This post has been republished via RSS; it originally appeared at: Azure Compute Blog articles.
There has been greater interest in the usage of the HPC optimized VM images that we publish due to the:
- GA of SR-IOV enabled HPC VMs (HB, HC, HB_v2),
- Recent platform update to make NCr_v3 SR-IOV enabled,
- GA of NDr_v2
While those images (CentOS-HPC 7.6, 7.7) are originally targeted for use on the SR-IOV enabled HPC VMs (HB, HC, HB_v2), conceptually, they are useful for the other now SR-IOV enabled GPU VMs (NCr_v3, NDr_v2) too. Note that the GPU VMs would additionally require the Nvidia GPU drivers (VM extension, manually).
Typically we find that users of the HPC VMs running traditional HPC applications tend to utilize CentOS as their preferred OS. While users of AI/ML applications running on the GPU VMs tend to prefer Ubuntu as the OS. The CentOS-HPC VM OS images (>=7.6 for the SR-IOV enabled VMs, and <=7.5 for the non-SR-IOV enabled VMs) provide a ready to use VM image with the appropriate drivers and MPI runtimes.
This article attempts to consolidate guidance on configuring InfiniBand (IB) for Ubuntu across both SR-IOV and non-SR-IOV enabled HPC and GPU VMs. Specifically it will focus on getting the right drivers setup and in bringing up the appropriate IB interface on the VMs.
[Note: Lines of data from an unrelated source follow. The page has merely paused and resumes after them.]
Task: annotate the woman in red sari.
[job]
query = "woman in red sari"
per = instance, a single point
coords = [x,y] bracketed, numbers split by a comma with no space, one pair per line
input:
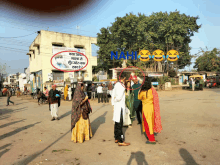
[151,120]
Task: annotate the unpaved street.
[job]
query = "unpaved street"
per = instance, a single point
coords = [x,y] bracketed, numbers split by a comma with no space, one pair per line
[191,134]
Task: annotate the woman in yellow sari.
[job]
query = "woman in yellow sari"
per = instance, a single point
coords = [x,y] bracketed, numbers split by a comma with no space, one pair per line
[65,92]
[80,123]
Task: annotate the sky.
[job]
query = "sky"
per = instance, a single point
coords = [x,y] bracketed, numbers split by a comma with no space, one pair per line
[91,19]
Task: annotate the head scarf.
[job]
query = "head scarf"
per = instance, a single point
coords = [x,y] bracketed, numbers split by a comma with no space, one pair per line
[78,97]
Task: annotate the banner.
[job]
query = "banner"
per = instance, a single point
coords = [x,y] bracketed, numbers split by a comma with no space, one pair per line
[50,76]
[102,77]
[155,75]
[68,60]
[58,82]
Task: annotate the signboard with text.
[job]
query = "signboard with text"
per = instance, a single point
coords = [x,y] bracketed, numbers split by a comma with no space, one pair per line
[69,59]
[58,82]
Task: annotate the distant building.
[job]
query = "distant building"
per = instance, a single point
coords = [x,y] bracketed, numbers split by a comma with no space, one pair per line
[40,54]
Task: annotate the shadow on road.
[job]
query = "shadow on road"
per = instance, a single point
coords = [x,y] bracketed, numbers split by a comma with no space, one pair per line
[187,157]
[33,156]
[6,145]
[139,157]
[97,122]
[17,131]
[4,112]
[3,152]
[5,125]
[65,114]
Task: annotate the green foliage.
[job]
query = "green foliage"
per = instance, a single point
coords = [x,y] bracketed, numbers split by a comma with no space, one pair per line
[68,79]
[172,73]
[208,60]
[160,30]
[95,78]
[163,80]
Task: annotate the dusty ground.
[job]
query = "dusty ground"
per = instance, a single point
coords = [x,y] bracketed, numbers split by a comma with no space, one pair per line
[191,134]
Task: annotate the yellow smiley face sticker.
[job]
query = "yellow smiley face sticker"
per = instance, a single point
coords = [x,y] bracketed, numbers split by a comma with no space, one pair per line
[158,55]
[144,55]
[172,55]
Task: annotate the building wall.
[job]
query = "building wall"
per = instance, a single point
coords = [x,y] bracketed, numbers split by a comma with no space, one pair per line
[22,81]
[45,40]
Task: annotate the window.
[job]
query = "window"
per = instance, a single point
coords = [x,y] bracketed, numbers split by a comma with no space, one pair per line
[58,75]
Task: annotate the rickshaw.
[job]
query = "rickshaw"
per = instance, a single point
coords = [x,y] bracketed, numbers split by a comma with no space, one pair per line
[196,84]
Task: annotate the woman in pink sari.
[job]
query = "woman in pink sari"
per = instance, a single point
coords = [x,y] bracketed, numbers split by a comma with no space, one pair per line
[151,120]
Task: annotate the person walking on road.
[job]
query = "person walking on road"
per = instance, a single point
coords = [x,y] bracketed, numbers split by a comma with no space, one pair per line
[70,93]
[80,123]
[129,102]
[193,84]
[54,101]
[110,87]
[65,92]
[105,93]
[118,101]
[100,93]
[137,103]
[151,111]
[93,92]
[9,94]
[201,83]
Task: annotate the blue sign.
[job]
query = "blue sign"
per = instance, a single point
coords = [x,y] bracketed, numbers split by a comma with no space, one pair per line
[155,83]
[133,55]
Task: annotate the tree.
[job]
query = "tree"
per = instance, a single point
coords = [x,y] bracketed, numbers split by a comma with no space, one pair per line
[158,31]
[208,60]
[172,73]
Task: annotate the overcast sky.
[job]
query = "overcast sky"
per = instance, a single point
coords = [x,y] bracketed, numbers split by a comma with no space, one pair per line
[14,24]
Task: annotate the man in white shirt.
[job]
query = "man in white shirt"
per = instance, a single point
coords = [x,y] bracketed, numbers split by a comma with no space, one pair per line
[118,101]
[100,93]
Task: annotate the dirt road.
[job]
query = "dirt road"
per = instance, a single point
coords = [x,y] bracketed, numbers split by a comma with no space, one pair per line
[191,134]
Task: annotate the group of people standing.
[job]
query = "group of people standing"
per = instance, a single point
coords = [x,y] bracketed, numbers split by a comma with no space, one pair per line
[127,101]
[140,99]
[102,92]
[196,82]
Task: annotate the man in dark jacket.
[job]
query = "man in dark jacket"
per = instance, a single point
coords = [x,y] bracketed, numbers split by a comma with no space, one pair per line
[54,101]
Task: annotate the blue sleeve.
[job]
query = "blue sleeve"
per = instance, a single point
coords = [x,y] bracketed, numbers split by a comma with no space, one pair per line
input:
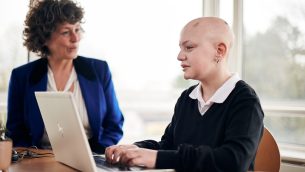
[113,121]
[16,128]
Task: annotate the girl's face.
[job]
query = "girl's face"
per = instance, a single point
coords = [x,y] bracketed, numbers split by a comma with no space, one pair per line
[197,54]
[64,41]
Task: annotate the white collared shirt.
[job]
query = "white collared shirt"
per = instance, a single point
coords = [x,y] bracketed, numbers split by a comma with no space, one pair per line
[219,96]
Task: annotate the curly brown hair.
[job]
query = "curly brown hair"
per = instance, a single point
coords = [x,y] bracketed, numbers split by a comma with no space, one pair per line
[43,19]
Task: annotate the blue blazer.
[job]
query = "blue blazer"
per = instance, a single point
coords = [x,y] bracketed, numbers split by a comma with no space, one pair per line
[24,122]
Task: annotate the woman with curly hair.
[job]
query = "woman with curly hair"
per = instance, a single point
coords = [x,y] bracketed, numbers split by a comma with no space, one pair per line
[53,31]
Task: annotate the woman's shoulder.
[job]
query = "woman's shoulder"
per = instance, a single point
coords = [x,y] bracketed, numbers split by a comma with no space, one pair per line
[30,65]
[90,59]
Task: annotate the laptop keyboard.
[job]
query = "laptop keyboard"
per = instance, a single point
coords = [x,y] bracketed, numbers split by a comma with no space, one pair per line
[101,163]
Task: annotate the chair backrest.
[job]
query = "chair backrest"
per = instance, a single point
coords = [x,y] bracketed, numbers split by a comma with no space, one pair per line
[268,155]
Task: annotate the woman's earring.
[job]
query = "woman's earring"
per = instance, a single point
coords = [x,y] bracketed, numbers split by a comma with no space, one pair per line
[217,59]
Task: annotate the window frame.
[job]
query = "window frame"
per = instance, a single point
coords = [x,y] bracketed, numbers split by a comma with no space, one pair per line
[289,152]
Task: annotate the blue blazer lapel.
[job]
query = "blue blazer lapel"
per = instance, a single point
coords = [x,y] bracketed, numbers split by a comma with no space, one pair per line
[37,82]
[90,89]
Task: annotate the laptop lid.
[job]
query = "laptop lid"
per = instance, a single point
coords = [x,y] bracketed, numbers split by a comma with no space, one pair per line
[65,130]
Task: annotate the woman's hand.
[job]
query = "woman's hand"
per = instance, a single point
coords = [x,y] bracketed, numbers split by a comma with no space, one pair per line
[113,153]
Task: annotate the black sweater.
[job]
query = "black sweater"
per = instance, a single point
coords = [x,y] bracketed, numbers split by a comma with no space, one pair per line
[225,138]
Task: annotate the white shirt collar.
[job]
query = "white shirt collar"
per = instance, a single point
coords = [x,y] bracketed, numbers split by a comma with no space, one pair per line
[221,93]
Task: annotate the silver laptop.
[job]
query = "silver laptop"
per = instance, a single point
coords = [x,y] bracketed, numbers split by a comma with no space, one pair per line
[66,133]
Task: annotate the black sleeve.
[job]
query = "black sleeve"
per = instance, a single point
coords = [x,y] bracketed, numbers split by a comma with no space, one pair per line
[166,140]
[243,131]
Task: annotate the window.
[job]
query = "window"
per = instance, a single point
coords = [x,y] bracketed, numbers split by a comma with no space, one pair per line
[274,64]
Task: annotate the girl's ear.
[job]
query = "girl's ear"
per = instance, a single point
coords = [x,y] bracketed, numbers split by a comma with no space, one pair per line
[221,49]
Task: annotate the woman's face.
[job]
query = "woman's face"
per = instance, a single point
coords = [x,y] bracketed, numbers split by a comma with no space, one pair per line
[64,41]
[196,54]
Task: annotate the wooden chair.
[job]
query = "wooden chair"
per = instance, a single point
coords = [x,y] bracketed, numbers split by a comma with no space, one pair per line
[268,155]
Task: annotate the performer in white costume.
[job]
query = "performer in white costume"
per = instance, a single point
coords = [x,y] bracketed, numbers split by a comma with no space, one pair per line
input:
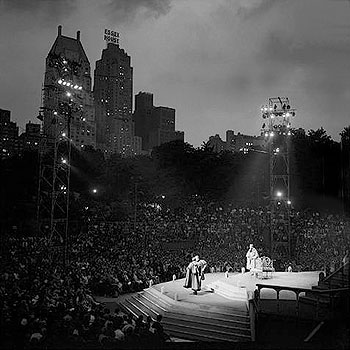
[195,274]
[251,255]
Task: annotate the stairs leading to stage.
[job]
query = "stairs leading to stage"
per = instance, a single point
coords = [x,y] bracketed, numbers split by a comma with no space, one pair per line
[192,321]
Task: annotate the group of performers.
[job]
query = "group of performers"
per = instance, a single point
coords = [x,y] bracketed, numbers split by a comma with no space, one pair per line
[195,269]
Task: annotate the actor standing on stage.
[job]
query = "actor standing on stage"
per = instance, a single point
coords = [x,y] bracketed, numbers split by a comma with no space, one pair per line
[195,274]
[251,255]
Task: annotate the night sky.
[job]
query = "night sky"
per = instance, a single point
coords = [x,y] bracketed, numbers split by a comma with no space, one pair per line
[215,61]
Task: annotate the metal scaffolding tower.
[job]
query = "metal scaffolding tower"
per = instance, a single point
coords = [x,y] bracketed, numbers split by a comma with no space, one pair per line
[55,155]
[277,116]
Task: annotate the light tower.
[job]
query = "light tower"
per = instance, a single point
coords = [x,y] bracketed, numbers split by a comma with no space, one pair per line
[61,106]
[277,116]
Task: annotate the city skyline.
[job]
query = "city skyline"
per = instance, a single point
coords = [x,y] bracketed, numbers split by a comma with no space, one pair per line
[215,62]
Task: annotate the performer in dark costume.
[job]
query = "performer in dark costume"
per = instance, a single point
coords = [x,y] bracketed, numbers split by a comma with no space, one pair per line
[195,274]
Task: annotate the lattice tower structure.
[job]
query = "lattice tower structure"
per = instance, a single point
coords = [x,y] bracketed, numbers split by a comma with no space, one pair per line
[277,117]
[61,109]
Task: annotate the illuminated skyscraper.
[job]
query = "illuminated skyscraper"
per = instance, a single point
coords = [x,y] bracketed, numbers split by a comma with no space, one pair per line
[67,92]
[113,93]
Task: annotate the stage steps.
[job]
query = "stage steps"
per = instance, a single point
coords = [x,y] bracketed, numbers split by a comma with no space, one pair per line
[191,321]
[229,291]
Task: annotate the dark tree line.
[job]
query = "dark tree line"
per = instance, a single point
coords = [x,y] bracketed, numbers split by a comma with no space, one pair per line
[320,177]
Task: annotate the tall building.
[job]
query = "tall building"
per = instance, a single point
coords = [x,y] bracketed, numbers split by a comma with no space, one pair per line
[30,139]
[155,125]
[67,92]
[216,143]
[113,91]
[239,142]
[9,144]
[236,142]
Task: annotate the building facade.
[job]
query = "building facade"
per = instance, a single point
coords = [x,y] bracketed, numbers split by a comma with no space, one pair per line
[9,143]
[155,125]
[67,98]
[216,143]
[239,142]
[236,142]
[113,91]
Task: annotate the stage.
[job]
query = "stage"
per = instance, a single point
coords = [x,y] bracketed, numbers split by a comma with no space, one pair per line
[220,311]
[245,282]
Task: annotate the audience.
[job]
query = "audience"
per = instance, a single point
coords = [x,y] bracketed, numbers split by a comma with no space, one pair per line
[44,303]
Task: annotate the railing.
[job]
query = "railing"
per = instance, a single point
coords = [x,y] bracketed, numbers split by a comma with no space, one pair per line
[331,293]
[341,269]
[253,311]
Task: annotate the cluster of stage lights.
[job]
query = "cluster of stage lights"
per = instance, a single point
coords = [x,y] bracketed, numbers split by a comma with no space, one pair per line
[279,195]
[69,84]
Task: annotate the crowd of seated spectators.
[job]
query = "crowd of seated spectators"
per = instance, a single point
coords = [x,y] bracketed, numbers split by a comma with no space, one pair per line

At the time of writing, the following steps at least apply to Ubuntu 18.04 LTS image by Canonical on the Azure Marketplace.
NOTE: This article was written in March 2020. Many developments have happened since the time, including GA of new H* and N* VM sizes, as well as newer CentOS-HPC VM image versions. In fact, an Ubuntu-HPC VM image (for newer SR-IOV enabled VM sizes) is also now available. See the HPC VM image documentation and the TechCommunity blog on HPC VM images for more details.
Non- SR-IOV enabled VMs
The IB interface eth1 should come up with an RDMA IP address.
The IB related kernel modules are not auto-loaded on Ubuntu anymore. This is a departure from earlier practice where the kernel modules were built into the image. Now these are available as loadable modules so that a user can install Mellanox OFED driver.
Support for the NetworkDirect driver stack (vmbus-rdma-driver required in the non-SRIOV VMs) was dropped in the 5.3 kernel in the18.04-LTS 18.04.202004290 image in the Marketplace. This may lead to issues in bringing up the IB interface as reported here. This may be addressed with Canonical starting in kernel 5.4.
As a workaround, an older image with kernel 5.0 (say Canonical UbuntuServer 18.04-LTS 18.04.202004080 with 5.0.0-1036-azure kernel) has the missing module "hv_network_direct" and works fine.
Ubuntu 20.04 also does not show this issue.